Hector Ortiz caught the catching bug when he was 10.
“I was a first baseman when I started playing in Puerto Rico,” the Texas Rangers first base coach says. “Then, they tried me at third. But one day, the coach said ‘We need a catcher on our team. Any volunteers?’ I told him I would give it a try. I fell in love with that position so much it’s the only I’ve played ever since.”
Ortiz, 46, played in the majors from 1998-2002 with the Kansas City Royals and the Texas Rangers, hitting .288 over 93 games. When his playing career ended, he served in the Rangers’ organization as a minor-league coach, manager and catching instructor before moving up to major-league first base coach in 2015. The Rangers won the American League West and fell to the Toronto Blue Jays in a memorable playoff series.
It was just before Ortiz’s promotion that he was introduced to Valle training gloves. His good friend, Juan Lopez, became the Rangers’ assistant minor-league catching coordinator. Lopez had been a bullpen catcher for the San Francisco Giants and Chicago Cubs and the bullpen coach for the Cincinnati Reds.
“He came up to me and said, ‘I have the glove,’” Ortiz recounts. “It was a Valle training glove. He brought it to spring training and gave me John Valle’s number. I used the glove and fell in love with it. Exchanges, blocking, receiving . . . it helped me with a lot of drills.”
Back in his playing days, Ortiz used “an old school pancake glove” for exchanges drills.
“It was the kind of glove that Yogi Berra and Johnny Roseboro used in real games,” he said. “The Valle gloves are so much better. They are so realistic that the Valle training glove is my real glove. I use it to play catch. I always have it with me.”
Ortiz grew up in Puerto Rico, and his idol was Tony Pena, the longtime major-league catcher with the unorthodox squat – extending his left leg straight out when there were no runners on base.
“For a while, I imitated him,” Ortiz says with a laugh.
“Pena was my idol growing up, but to any Puerto Rican player, the real idol is Roberto Clemente. He means so much to my country.”
He says coaching minor-leaguers is a little different than coaching big-leaguers.
“In the minors, you’re coaching a lot more about mechanics,” he says. “In the majors, it’s more about the mental approach.

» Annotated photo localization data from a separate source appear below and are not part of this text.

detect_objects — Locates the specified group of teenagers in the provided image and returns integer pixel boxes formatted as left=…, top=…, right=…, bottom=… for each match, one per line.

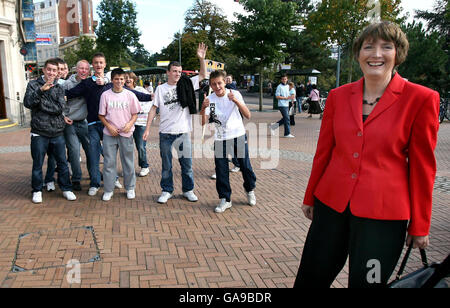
left=24, top=43, right=256, bottom=214
left=24, top=20, right=443, bottom=288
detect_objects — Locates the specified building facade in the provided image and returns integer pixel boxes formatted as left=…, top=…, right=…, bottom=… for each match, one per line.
left=0, top=0, right=30, bottom=123
left=34, top=0, right=60, bottom=66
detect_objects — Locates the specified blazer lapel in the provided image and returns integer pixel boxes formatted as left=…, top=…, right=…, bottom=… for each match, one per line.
left=350, top=78, right=364, bottom=130
left=364, top=73, right=406, bottom=126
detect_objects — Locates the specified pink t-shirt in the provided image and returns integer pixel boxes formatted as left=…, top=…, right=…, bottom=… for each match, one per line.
left=99, top=89, right=142, bottom=138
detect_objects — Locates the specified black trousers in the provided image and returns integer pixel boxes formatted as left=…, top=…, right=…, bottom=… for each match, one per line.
left=294, top=198, right=408, bottom=288
left=214, top=135, right=256, bottom=202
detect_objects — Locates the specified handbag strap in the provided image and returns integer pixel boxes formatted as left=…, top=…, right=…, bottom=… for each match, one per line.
left=395, top=245, right=428, bottom=280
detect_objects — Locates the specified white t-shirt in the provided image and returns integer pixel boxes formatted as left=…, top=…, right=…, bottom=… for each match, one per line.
left=133, top=86, right=152, bottom=126
left=153, top=75, right=199, bottom=134
left=205, top=89, right=246, bottom=141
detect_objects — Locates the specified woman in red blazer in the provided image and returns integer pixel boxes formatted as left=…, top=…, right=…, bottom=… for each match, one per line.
left=294, top=21, right=440, bottom=288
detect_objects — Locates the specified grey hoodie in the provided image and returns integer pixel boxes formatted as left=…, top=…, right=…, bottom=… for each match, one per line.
left=63, top=74, right=88, bottom=121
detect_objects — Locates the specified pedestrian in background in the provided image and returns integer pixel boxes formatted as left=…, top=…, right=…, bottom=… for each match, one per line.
left=307, top=84, right=323, bottom=119
left=271, top=75, right=294, bottom=138
left=295, top=21, right=440, bottom=288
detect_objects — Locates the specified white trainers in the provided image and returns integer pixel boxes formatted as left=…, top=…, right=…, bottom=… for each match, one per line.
left=230, top=166, right=240, bottom=173
left=127, top=190, right=136, bottom=200
left=88, top=187, right=99, bottom=196
left=247, top=191, right=256, bottom=206
left=211, top=173, right=217, bottom=179
left=63, top=191, right=77, bottom=201
left=139, top=167, right=150, bottom=177
left=46, top=182, right=56, bottom=192
left=282, top=134, right=295, bottom=138
left=215, top=199, right=232, bottom=213
left=32, top=191, right=42, bottom=204
left=157, top=191, right=173, bottom=204
left=102, top=191, right=113, bottom=201
left=183, top=190, right=198, bottom=202
left=114, top=179, right=123, bottom=189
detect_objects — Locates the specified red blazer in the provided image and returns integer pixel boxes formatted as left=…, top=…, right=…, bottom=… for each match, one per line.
left=303, top=73, right=440, bottom=236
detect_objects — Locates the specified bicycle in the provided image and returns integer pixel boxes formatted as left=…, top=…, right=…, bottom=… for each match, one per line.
left=439, top=98, right=450, bottom=123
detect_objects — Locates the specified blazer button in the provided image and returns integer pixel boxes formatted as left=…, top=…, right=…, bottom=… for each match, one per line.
left=357, top=131, right=363, bottom=137
left=353, top=153, right=359, bottom=158
left=351, top=173, right=358, bottom=179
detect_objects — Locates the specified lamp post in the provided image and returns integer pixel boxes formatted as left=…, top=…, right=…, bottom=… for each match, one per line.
left=178, top=29, right=182, bottom=65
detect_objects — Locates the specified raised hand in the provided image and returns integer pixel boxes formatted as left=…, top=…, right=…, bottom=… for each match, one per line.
left=197, top=42, right=208, bottom=60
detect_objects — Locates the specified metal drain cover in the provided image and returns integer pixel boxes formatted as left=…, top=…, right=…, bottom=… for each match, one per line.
left=11, top=226, right=101, bottom=273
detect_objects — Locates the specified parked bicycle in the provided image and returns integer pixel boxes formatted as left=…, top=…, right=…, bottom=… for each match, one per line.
left=439, top=97, right=450, bottom=123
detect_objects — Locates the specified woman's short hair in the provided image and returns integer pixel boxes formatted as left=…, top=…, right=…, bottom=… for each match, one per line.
left=353, top=21, right=409, bottom=67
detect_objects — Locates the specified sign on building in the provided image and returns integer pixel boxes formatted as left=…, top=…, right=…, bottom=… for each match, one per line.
left=36, top=34, right=52, bottom=45
left=205, top=59, right=225, bottom=73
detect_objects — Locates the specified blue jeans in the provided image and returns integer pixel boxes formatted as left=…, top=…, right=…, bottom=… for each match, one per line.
left=31, top=135, right=72, bottom=192
left=297, top=97, right=303, bottom=113
left=87, top=122, right=103, bottom=188
left=133, top=125, right=149, bottom=168
left=276, top=106, right=291, bottom=136
left=214, top=135, right=256, bottom=202
left=44, top=151, right=56, bottom=184
left=159, top=133, right=194, bottom=193
left=64, top=120, right=92, bottom=183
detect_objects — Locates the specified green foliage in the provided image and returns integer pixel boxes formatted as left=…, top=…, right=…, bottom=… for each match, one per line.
left=306, top=0, right=404, bottom=83
left=63, top=36, right=98, bottom=69
left=232, top=0, right=298, bottom=67
left=95, top=0, right=143, bottom=67
left=398, top=21, right=448, bottom=95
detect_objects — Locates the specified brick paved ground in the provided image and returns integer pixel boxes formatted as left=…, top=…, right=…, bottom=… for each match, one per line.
left=0, top=94, right=448, bottom=288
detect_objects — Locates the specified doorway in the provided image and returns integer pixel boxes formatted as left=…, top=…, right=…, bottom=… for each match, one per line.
left=0, top=56, right=6, bottom=119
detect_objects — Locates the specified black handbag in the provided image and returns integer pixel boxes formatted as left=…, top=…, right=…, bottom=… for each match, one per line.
left=388, top=245, right=449, bottom=288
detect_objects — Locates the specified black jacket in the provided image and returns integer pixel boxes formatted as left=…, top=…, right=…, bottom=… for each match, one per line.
left=177, top=75, right=197, bottom=114
left=24, top=77, right=68, bottom=137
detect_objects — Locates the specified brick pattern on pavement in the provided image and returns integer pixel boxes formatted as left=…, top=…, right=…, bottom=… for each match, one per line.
left=0, top=104, right=448, bottom=288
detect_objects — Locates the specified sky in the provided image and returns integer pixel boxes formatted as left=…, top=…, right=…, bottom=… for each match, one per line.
left=88, top=0, right=436, bottom=55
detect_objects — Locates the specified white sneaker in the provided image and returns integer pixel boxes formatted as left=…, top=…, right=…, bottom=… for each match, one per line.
left=32, top=191, right=42, bottom=204
left=139, top=168, right=150, bottom=177
left=183, top=190, right=198, bottom=202
left=102, top=191, right=113, bottom=201
left=63, top=191, right=76, bottom=201
left=114, top=179, right=123, bottom=189
left=230, top=166, right=240, bottom=173
left=211, top=173, right=217, bottom=179
left=215, top=199, right=232, bottom=213
left=127, top=190, right=135, bottom=200
left=46, top=182, right=56, bottom=192
left=247, top=191, right=256, bottom=206
left=157, top=191, right=173, bottom=204
left=282, top=134, right=295, bottom=138
left=88, top=187, right=99, bottom=196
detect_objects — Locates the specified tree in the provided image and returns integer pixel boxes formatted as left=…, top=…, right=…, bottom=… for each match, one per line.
left=231, top=0, right=298, bottom=111
left=184, top=0, right=232, bottom=47
left=415, top=0, right=449, bottom=95
left=63, top=36, right=98, bottom=69
left=306, top=0, right=404, bottom=84
left=398, top=22, right=448, bottom=95
left=95, top=0, right=143, bottom=67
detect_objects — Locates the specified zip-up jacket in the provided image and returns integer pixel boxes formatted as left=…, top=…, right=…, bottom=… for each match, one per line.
left=24, top=77, right=68, bottom=137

What gets them there and then back on track.”
Ortiz says aspiring catchers should be using training gloves “all of the time.” – in season and out of season.
“It’s going to make you have that feel,” he says. “When you play baseball, you don’t see yourself. But you can feel yourself. It’s all about feel, receiving, the exchange. If you catch it wrong, you’re going to get hurt. Learn with the training glove. Repeat with the regular glove. Next thing you know, you’re doing things completely right.”
The priorities are different, he says, depending on who is learning.
“We have to be realistic about how it works for young kids,” he says. “I’d say the priority is pop time, receiving and blocking the ball for young kids. But as soon as he gets to pro ball, it’s more about catching first, blocking it second and throwing it third.”
Ortiz is credited with turning Rangers catcher Robinson Chirinos into a solid defensive player.
“I started working with him in 2013, when we got him from the Rays,” Ortiz says. “I saw potential. I worked with him at Triple-A, and he made a commitment to be the best he could be. It made my job that much easier to coach him.”
Chirinos is Exhibit A for young players who dream of a pro career.
“It’s all about hard work and determination,” Ortiz says. “If you really want it, dedicate yourself. No matter how many critics you have. It’s about commitment – and playing as often as you can.”